When using a profiler to look into your programs, sometimes it feels like looking behind the stage of magician and suddenly grasping the trick behind the magic… Quite recently, I had an application in front of me, which demanded surprisingly much CPU time. In a nutshell, this application has some heavy computational operations in its core and (primarily) produces a rectangular 2D output image, which is rendered by QPainter to display the results. This output is updated once every few milliseconds and is embedded inside a QtQuick window. The handover of the rendered QImage is done by a harmless looking Q_PROPERTY.
So, I wondered: How big can the impact of handing over a QImage to the QSG renderer be? In particular — as we all know — copying a big chunk of memory is a CPU expensive operation which should be avoided if possible. For getting proper profiling results, I created a simple test application. This application just creates a QtQuick scene with a QQuickPaintedItem derived render object, which updates its output every millisecond (thus renders whenever the render-loop iterates).
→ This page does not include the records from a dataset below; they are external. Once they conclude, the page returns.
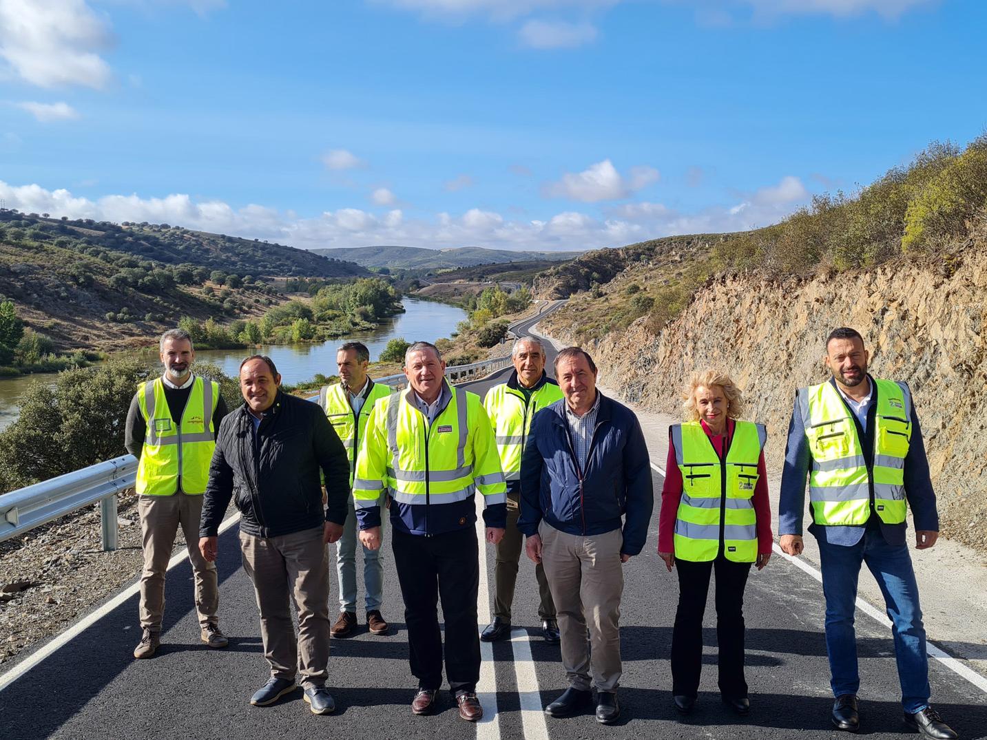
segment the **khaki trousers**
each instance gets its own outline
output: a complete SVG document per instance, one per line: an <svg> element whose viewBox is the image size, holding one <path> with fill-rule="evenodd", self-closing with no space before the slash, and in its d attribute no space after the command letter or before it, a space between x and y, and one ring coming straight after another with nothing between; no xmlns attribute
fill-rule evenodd
<svg viewBox="0 0 987 740"><path fill-rule="evenodd" d="M189 559L195 577L195 611L201 627L216 624L219 589L216 564L208 562L198 549L198 520L202 496L179 491L170 496L139 496L140 531L144 544L144 570L140 575L140 626L161 631L165 611L165 574L172 559L179 527L189 545Z"/></svg>
<svg viewBox="0 0 987 740"><path fill-rule="evenodd" d="M254 581L264 656L274 678L324 686L329 663L329 555L323 528L281 537L240 533L244 570ZM298 639L289 599L298 612Z"/></svg>
<svg viewBox="0 0 987 740"><path fill-rule="evenodd" d="M562 635L562 664L569 685L579 691L617 690L621 677L620 597L624 569L619 529L580 537L560 532L544 520L542 563L552 589ZM589 641L586 641L586 628Z"/></svg>
<svg viewBox="0 0 987 740"><path fill-rule="evenodd" d="M514 601L518 561L521 559L521 550L524 548L524 535L517 528L517 520L521 515L520 495L516 491L507 492L507 529L503 532L503 538L494 548L496 554L496 566L494 569L494 616L508 622L510 605ZM538 617L542 620L554 620L555 602L552 601L552 591L545 578L545 567L541 563L535 565L535 579L538 581L540 597Z"/></svg>

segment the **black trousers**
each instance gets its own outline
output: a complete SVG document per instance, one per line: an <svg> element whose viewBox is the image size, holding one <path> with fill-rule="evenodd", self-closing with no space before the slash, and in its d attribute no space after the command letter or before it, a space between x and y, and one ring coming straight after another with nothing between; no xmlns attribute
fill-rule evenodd
<svg viewBox="0 0 987 740"><path fill-rule="evenodd" d="M747 696L743 676L743 590L749 562L716 560L690 562L675 558L679 604L672 630L672 694L696 698L703 669L703 614L710 576L717 571L717 643L720 646L720 692L727 699Z"/></svg>
<svg viewBox="0 0 987 740"><path fill-rule="evenodd" d="M412 674L421 689L442 686L442 633L445 619L445 676L453 692L473 692L480 680L477 591L480 553L473 527L433 537L391 533L394 562L405 599L405 622Z"/></svg>

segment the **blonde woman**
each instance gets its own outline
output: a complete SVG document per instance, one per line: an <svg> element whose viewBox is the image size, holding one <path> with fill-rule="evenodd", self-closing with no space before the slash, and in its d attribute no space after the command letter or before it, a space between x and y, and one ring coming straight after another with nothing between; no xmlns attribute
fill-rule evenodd
<svg viewBox="0 0 987 740"><path fill-rule="evenodd" d="M721 697L744 715L750 711L743 674L744 586L751 564L760 570L771 558L766 434L761 424L738 419L743 397L725 373L693 374L682 400L687 421L669 427L658 520L658 555L669 572L678 566L672 695L681 713L692 711L703 660L703 613L715 570Z"/></svg>

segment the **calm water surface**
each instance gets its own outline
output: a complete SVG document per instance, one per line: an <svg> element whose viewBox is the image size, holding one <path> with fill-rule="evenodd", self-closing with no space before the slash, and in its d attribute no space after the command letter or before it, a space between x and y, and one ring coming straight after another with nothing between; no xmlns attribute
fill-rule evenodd
<svg viewBox="0 0 987 740"><path fill-rule="evenodd" d="M316 373L336 374L336 349L344 341L359 340L370 350L370 360L376 360L387 342L395 337L408 341L435 341L456 331L456 325L466 319L466 312L455 306L432 301L404 298L405 313L385 320L373 332L360 332L350 336L331 339L325 344L272 344L261 349L204 349L195 353L199 362L213 362L227 375L236 375L240 362L248 354L269 355L285 383L310 380ZM50 374L24 375L0 379L0 429L17 418L21 395L32 383L50 383Z"/></svg>

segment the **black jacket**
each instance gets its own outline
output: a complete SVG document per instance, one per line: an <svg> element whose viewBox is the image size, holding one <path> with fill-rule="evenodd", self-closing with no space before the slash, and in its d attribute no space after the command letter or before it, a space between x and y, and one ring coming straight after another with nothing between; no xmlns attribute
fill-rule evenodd
<svg viewBox="0 0 987 740"><path fill-rule="evenodd" d="M322 504L319 470L329 500ZM326 412L304 399L277 392L256 434L247 405L219 426L202 502L199 537L214 537L233 498L240 531L279 537L346 521L349 463Z"/></svg>

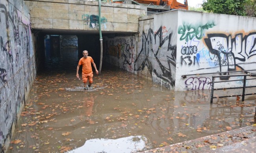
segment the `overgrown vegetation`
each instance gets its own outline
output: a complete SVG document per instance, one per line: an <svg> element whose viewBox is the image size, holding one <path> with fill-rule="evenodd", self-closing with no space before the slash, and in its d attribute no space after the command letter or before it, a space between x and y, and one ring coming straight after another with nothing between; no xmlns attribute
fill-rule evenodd
<svg viewBox="0 0 256 153"><path fill-rule="evenodd" d="M207 12L256 17L256 0L204 0Z"/></svg>

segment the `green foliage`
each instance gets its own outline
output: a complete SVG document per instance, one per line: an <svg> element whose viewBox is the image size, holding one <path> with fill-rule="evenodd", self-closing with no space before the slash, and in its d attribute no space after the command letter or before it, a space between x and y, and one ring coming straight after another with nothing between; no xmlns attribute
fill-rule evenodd
<svg viewBox="0 0 256 153"><path fill-rule="evenodd" d="M245 5L248 0L204 0L203 9L208 12L246 16Z"/></svg>
<svg viewBox="0 0 256 153"><path fill-rule="evenodd" d="M256 17L256 0L248 0L245 5L246 16Z"/></svg>
<svg viewBox="0 0 256 153"><path fill-rule="evenodd" d="M189 11L197 11L198 12L206 12L206 11L204 11L204 9L203 9L203 8L202 7L196 8L194 7L189 6Z"/></svg>

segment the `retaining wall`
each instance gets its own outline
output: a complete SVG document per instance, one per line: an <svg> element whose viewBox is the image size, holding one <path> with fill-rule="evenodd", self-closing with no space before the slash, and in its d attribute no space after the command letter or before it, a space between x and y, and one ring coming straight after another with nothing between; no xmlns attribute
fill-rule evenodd
<svg viewBox="0 0 256 153"><path fill-rule="evenodd" d="M36 74L29 10L22 0L0 2L0 152L9 142Z"/></svg>
<svg viewBox="0 0 256 153"><path fill-rule="evenodd" d="M184 10L155 14L139 18L139 32L133 41L133 44L137 43L137 47L134 52L126 53L133 55L130 65L133 66L128 69L121 65L127 63L125 58L113 59L121 54L118 54L118 46L112 47L109 44L115 45L118 38L108 42L106 50L116 54L109 53L108 58L112 58L109 61L112 63L117 61L113 63L115 65L165 88L208 89L213 75L222 75L215 81L225 81L231 79L228 75L245 74L231 72L256 69L256 24L255 18ZM124 50L121 50L122 53ZM187 76L210 73L216 74ZM252 85L255 82L248 81L246 83ZM215 86L237 87L243 84L241 81Z"/></svg>

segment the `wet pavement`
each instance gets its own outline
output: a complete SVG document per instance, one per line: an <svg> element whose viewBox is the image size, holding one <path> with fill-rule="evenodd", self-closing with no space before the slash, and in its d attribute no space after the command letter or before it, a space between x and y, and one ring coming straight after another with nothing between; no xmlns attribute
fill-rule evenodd
<svg viewBox="0 0 256 153"><path fill-rule="evenodd" d="M46 61L52 66L37 73L7 153L137 152L254 123L254 96L211 104L210 90L168 90L115 67L104 66L85 91L78 59Z"/></svg>
<svg viewBox="0 0 256 153"><path fill-rule="evenodd" d="M255 153L256 124L148 150L146 153Z"/></svg>

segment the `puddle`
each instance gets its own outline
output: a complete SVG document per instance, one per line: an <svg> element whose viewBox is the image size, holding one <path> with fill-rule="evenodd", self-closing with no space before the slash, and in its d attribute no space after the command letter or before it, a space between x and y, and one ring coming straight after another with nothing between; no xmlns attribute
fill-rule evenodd
<svg viewBox="0 0 256 153"><path fill-rule="evenodd" d="M130 136L117 139L89 140L82 147L69 153L136 153L145 150L147 139L144 136Z"/></svg>
<svg viewBox="0 0 256 153"><path fill-rule="evenodd" d="M169 90L115 68L85 91L74 66L38 74L7 153L137 152L254 122L253 96L210 104L210 90Z"/></svg>

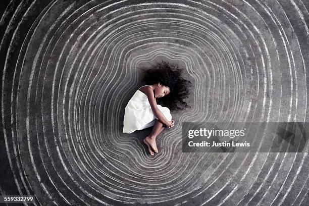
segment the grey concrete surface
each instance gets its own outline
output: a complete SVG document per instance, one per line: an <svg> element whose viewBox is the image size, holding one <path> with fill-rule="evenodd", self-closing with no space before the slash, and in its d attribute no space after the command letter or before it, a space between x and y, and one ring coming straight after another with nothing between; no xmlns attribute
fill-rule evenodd
<svg viewBox="0 0 309 206"><path fill-rule="evenodd" d="M3 194L34 204L307 205L299 153L183 153L184 122L308 122L309 3L3 2ZM122 133L141 68L177 63L191 107Z"/></svg>

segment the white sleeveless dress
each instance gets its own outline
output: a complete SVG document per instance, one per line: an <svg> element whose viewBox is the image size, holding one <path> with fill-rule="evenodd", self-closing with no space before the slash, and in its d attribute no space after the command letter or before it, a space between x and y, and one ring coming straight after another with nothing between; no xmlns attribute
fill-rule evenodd
<svg viewBox="0 0 309 206"><path fill-rule="evenodd" d="M138 89L141 87L142 86ZM147 95L138 89L126 106L123 119L123 132L124 133L131 133L135 130L141 130L151 127L154 125L156 120L158 119L152 113ZM157 105L157 106L165 118L170 121L172 115L170 110L159 105Z"/></svg>

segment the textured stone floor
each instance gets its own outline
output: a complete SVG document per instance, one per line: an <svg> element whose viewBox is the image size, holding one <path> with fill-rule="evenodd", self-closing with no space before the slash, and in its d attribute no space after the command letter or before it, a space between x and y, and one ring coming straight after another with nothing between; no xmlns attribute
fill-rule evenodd
<svg viewBox="0 0 309 206"><path fill-rule="evenodd" d="M34 205L307 205L301 153L183 153L183 122L308 122L305 0L2 1L0 189ZM175 127L122 133L141 68L193 83ZM305 150L306 151L306 150ZM307 150L306 150L307 151Z"/></svg>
I use a big output rectangle of 640×640, because I want to focus on the memory copying effect, which is more obvious with bigger outputs.
QQuickPaintedItem::Image as render target for the QQuickPaintedItem object, on my computer I can see a quite constant 30% CPU usage (one core) and the following flamegraph when looking into the process with Perf (
sudo perf record --call-graph dwarf -p $(pidof qmlwithqpainter-experiment) -o perf-qimage.data) and visualizing the result with Hotspot:
Actually, this change is to be expected! We get rid of a quite expensive copy operation that has to be done on every image update. Let’s look into the QQuickPaintedItem documentation for confirmation:
When the render target is a QImage, QPainter first renders into the image then the content is uploaded to the texture. When a QOpenGLFramebufferObject is used, QPainter paints directly onto the texture.
So, what is the story I want to tell? — When facing performance problems inside an application, one can only guess until looking at the problem with a decent profiler (and Perf + Hotspot is an excellent combination for that!). And even then, you have to think about what your application is doing when much of CPU time is lost and ponder whether there are better code paths for your specific situations. In my example, the output still looks the same after the change, but note that I lost all of the fancy anti-aliasing of QImage and now resizing the output became a much more expensive operation.
Hence, for my scenario this change made sense, because the CPU usage drops from 30% to 11% and I do not need to support resizing operations. For other scenarios, this might be different.